北域出張。それは高等士官学校にて実施されている訓練の一環だ。北の最果て、大アラファトラ山脈の麓にある北域鎮台へと赴き、野盗の相手と山岳民族の監視を行う。半ば慣例であり、暇を持て余すことも多い務めだが……任地にてさっそくイクタは生欠伸を噛み殺していた。とりわけ宴席における司令長官サフィーダの無意味な口上には、辟易とするばかり。そんな弛緩した空気の中で、突如場にそぐわぬ大声が発せられる。声の主は北域鎮台一の猛者、デインクーン准尉だった。彼は今代のイグセムに興味を持ち、ヤトリに決闘を申し込んだのだ。その様子を「卑俗な催し」だと言い捨てたシャミーユ。だがイクタは、そんな彼女に思いもよらぬ言葉を掛ける……。
ヤトリとトァックを先頭に行軍する北域鎮台の補給部隊。彼らは最寄りの街にて物資を補充し、基地に持ち帰る任務の途上にいた。その部隊後方の荷車に隠れていた男——イクタは、同じく従軍中だったカンナを無理やり連れ出し、街の様子を探り始める。
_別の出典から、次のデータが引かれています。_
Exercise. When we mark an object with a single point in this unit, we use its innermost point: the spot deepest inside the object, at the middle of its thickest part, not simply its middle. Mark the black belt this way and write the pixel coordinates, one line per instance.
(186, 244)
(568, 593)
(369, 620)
彼女との会話で、サフィーダのシナーク族への対応に話が及び、眉を顰めるイクタ。その脳裏に去来するのは、営倉の中で見た光景だった……。頭を切り替え、イクタはカンナと会話を楽しむことに。大アラファトラ風土記を読み解き「神の御使とされる精霊と、主神アルデラミンは、本来無関係なのでは」という推論に辿り着いた彼女に、喜びの声を上げるイクタ。だが、安穏とした時間は銃声により掻き消される……。
集落に入ったイクタ達が見たものは、暴徒化した友軍兵士だった。イクタはヤトリと共に突入し、なんとか場を治める。締めくくりとしては最悪だが、ともあれ戦争は終わったのだ。肩の荷を下ろす帝国軍一行。そんな状況を見計らったかのように、彼らのもとへ突如アルデラ教の世情査察官が訪れる。その理由は「精霊に対する虐待について」の通告。慌てるサフィーダの言葉に聞く耳を貸さず去っていく査察官を、イクタは追うはめになる。だが、すぐさま彼の渋面は戦慄に固まった。そこに広がっていたのは絶望的な光景——。イクタの脳裏に、トァック殺害現場にあった巡礼服が蘇る。彼はついに理解した。この戦争に裏で噛んでいたのはキオカ共和国……だけではない。
「一戦を交える頃合いだ」。そう決意の表情を浮かべるイクタ。だがマシューは、このまま火線防御陣作戦を続けるべきではと疑問を呈す。それに対し、敵が迂回してくる可能性を示唆するイクタ。実は、ガガルカサカン大森林は西で果てるところよりも更に先に細い山道があり、そのまま道を選んで進めば、迂回して帝国軍陣地後方に出ることが可能なのだ。とはいえ迂回は、遠回りした分だけ攻め入るのが遅れるので、アルデラ神軍にとって苦渋の選択となる。一方で帝国軍にとっては迂回されてしまえば撤退時間を稼ぎ切れず、時間切れになってしまうという状況だった。迂回に意識を割かれないために、どうしてもここで一戦を交える必要がある……。こうして、撤退のための直接交戦が始まった――。
炎の壁を突破した敵騎兵に対し、対策を練るイクタ。しかし、戦力差は5対1。この劣勢をどう切り抜けるべきか…。考えのまとまらないまま、イクタはマシューとハロに対し、陣地を守るように通達。三日後に再び会うことを約束し、自分はヤトリ、ナナクとともに敵軍の迎撃へと向かう。敵を撃ち破った上で東の林道へ急行し、炎の壁を作り直す。この難行を達成するための、最大の問題点が馬とエアライフルだった。この二点を抑え込まない限り、勝機はない……。イクタは斥候から帰ったヤトリからの地形についての報告を聞き、敵将の思考を読んでいく。そして、彼は不意に顔を挙げた。「これは…いけるといえば…いけるのか?」。イクタの策が動き出す――。